I was asked recently about Speech Recognition and EMRs, since the technology has improved in the past few years. Here are my thoughts:
Assuming it works well, the important question then becomes “How are you using it”? We are now seeing two main areas where it can be used in an EMR, and we can make some interesting predictions about the future.
The first option is to simply dictate a note after the visit or procedure. This saves on dictation costs, but one would lose out on (1) The value an EMR can bring with respect to decision support at the time of care and (2) The efficiency of copy/paste when documenting chronic care over many visits. Therefore, this option may be appropriate for things like
- Documenting procedures (eg colonoscopy)
- Specialists or ER doctors whom may just see a pateint once
- Creating a letter to send to a colleague
- EMR systems which really are just note repositories (ie ones that do not have electronic prescribing or other ordering, and thus decision support is not easily integrated).
A second and growing option is to integrate “hot spot” dictation into an EMR workflow by using it just for highly complex parts of the note, such as describing details in a patient’s “History of the Present Illness” (HPI). More and more EMRs allow for these “hot spots”, which can be done either during the visit or afterwards. Some rely on speech recognition, others send it to a live transcriptionist to type in, and others use a combination – starting with speech recognition and then sending to a human “correctionist” to make sure it was done right. The final product then needs to be “signed off” by the doctor.

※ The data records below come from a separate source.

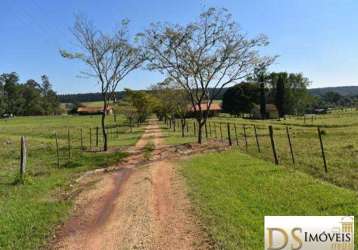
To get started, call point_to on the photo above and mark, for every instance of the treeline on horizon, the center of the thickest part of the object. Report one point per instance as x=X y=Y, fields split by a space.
x=95 y=97
x=346 y=96
x=27 y=98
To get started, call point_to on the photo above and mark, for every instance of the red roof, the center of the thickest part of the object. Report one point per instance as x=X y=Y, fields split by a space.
x=204 y=107
x=92 y=109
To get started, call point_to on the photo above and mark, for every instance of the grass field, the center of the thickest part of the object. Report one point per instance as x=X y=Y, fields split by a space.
x=339 y=135
x=29 y=212
x=233 y=192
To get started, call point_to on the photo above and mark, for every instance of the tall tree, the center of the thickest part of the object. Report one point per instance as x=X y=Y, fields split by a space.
x=110 y=59
x=210 y=52
x=281 y=95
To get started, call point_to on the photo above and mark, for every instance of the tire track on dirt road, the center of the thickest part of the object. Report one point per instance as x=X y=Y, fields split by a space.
x=140 y=205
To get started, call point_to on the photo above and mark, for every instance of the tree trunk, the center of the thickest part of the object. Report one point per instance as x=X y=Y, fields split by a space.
x=182 y=127
x=200 y=131
x=103 y=122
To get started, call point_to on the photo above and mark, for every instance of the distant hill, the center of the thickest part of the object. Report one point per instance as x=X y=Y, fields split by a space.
x=94 y=97
x=344 y=91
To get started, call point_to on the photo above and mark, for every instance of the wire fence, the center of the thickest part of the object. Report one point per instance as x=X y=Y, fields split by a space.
x=41 y=151
x=328 y=153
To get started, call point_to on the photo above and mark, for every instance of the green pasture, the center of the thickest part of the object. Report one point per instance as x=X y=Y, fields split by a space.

However, the more interesting issue is what the future might hold as these systems improve. I predict that within 10-20 years, and maybe sooner, a computer with speech recognition could become an interactive part of the visit experience, and in fact serve as an “assistant” to the physician. Imagine a situation where the doctor could “tell” a computer that he wants to order a chemistry panel and start lisinoprol on a patient newly diagnosed with hypertension. The system would warn if there were any drug interactions, and could then input the orders into the correct place, send the prescription to the pharmacy and even offer to print up extra information about the drug and hypertension... all with no typing by the doctor. Even further down the road, perhaps the computer can listen to the doctor and patient talking about the history and create the note based on that input. The future of speech recognition paired with artificial intelligence may indeed by the holy grail for user interfaces.